As a data scientist who does more frontend, I think this is a really valuable concept. Hello by users/stakeholders engage with our work is the way to push it forward in the org and a dash of frontend can do wonders for getting that message across. It’s wonderful that people are making resources about the frontend for data scientists

by brianzelipon 4/25/21, 5:50 PM

Just putting this out there: stdlib - a standard library for js, https://stdlib.io/.

by mark_l_watsonon 4/25/21, 3:41 PM

I thought of writing a Javascript + tensor flow.js + NLP + web scraping + linked data + etc. book about a year ago. tensorflow.js is especially very cool: well documented with great examples. In fact, it was the great tensor flow.js examples and demos that convinced me to not write the book because I didn't feel like I could do much value add on that subject.

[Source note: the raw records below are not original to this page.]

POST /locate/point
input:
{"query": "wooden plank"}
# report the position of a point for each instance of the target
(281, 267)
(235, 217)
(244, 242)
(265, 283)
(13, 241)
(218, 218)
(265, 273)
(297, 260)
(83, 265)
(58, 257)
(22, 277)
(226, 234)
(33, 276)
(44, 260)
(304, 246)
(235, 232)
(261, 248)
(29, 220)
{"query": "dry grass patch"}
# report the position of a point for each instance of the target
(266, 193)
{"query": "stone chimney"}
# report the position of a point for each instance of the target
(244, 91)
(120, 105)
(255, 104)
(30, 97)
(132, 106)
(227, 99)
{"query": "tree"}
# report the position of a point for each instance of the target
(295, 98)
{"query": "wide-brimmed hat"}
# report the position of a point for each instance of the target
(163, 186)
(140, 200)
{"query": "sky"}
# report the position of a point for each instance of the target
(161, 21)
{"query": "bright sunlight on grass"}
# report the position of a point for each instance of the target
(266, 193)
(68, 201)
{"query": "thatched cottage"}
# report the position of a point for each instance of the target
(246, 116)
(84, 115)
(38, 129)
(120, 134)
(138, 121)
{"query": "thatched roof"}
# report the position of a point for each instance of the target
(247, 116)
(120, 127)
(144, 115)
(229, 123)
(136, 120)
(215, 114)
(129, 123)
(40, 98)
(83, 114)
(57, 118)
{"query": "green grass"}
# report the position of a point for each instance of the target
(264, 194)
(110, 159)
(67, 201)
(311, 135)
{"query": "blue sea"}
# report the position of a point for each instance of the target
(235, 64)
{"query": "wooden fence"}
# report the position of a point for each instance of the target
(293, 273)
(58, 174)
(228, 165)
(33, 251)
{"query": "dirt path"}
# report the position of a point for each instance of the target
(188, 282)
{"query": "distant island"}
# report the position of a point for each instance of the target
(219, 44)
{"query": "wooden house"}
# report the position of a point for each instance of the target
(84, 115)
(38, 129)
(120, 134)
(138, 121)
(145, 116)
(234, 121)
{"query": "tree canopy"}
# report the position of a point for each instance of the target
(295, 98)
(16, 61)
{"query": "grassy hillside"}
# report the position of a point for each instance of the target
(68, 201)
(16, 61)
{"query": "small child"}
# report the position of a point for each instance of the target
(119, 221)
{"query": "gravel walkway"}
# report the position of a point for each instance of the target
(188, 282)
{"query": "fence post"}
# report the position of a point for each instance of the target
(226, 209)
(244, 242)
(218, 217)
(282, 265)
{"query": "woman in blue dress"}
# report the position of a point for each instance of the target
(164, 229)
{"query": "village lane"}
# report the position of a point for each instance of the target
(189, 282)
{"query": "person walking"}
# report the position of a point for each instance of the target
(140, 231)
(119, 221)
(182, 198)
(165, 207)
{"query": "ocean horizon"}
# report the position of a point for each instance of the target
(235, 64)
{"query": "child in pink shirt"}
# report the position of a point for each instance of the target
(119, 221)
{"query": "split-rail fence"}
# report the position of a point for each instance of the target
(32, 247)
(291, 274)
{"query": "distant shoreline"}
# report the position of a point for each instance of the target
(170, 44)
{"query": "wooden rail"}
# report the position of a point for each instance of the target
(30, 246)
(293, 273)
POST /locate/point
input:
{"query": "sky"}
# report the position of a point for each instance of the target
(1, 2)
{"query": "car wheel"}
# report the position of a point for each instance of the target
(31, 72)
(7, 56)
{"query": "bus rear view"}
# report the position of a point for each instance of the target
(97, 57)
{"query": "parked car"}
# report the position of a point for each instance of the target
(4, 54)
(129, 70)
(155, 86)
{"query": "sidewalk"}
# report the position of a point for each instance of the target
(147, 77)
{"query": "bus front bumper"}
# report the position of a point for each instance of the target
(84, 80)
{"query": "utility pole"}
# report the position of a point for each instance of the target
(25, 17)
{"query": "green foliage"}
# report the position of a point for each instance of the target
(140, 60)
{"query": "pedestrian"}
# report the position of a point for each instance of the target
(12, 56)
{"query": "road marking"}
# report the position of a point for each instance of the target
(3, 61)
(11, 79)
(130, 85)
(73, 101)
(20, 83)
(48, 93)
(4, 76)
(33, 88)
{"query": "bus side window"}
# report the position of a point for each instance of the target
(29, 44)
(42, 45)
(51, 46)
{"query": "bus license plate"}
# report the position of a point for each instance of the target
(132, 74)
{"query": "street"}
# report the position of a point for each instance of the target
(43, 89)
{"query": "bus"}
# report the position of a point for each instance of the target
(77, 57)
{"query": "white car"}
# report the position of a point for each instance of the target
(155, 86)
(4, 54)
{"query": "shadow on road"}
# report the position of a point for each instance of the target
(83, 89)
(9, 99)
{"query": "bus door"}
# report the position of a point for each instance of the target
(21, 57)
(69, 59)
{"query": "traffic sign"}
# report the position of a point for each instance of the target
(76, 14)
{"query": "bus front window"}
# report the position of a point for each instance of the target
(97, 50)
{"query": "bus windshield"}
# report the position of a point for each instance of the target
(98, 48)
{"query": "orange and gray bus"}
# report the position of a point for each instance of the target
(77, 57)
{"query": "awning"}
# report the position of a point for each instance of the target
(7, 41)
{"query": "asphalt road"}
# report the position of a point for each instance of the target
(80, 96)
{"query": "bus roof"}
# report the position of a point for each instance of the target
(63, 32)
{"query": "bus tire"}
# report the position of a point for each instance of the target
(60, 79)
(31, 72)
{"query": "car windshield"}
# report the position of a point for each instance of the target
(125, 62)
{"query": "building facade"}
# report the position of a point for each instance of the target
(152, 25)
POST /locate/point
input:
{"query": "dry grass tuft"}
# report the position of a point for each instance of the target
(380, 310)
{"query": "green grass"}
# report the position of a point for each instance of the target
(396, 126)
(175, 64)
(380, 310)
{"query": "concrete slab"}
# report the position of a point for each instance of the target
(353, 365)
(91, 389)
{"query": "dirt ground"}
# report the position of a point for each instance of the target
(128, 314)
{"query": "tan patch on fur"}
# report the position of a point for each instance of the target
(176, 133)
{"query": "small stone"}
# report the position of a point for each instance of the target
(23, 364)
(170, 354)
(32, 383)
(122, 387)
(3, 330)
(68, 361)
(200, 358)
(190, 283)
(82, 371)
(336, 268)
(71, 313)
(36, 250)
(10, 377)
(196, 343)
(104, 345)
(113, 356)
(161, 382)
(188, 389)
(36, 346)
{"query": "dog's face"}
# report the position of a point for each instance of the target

by splithalfon 4/25/21, 1:43 PM

Data scientists are the new webmasters.

by slt2021on 4/25/21, 2:24 PM

hard pass.

even python is not used for data science, all heavy lifting is done in C/fortran, and python is just a glue

by Rainymoodon 4/25/21, 1:37 PM

Really cool but no one needs this... as a data scientist learning javascript, teach me how to run data science models using javascript! That's where the real gold is... I'm even thinking of writing articles about this myself... JS is great for making things more tangible and interactive

by m00dyon 4/25/21, 12:39 PM

well, I was expecting training a neural network with web-assembly through gpu support in its last chapter :)

by temp8964on 4/25/21, 11:32 AM

They use data-forge.js, which has less stars than danfo.js.

I can't find any benchmark how they compare to data.table or pandas.

Without a dominant and high performance data frame library as a foundation, I wouldn't even try.

by jason0597on 4/25/21, 1:05 PM

Why on earth would you want to use JavaScript for Data Science?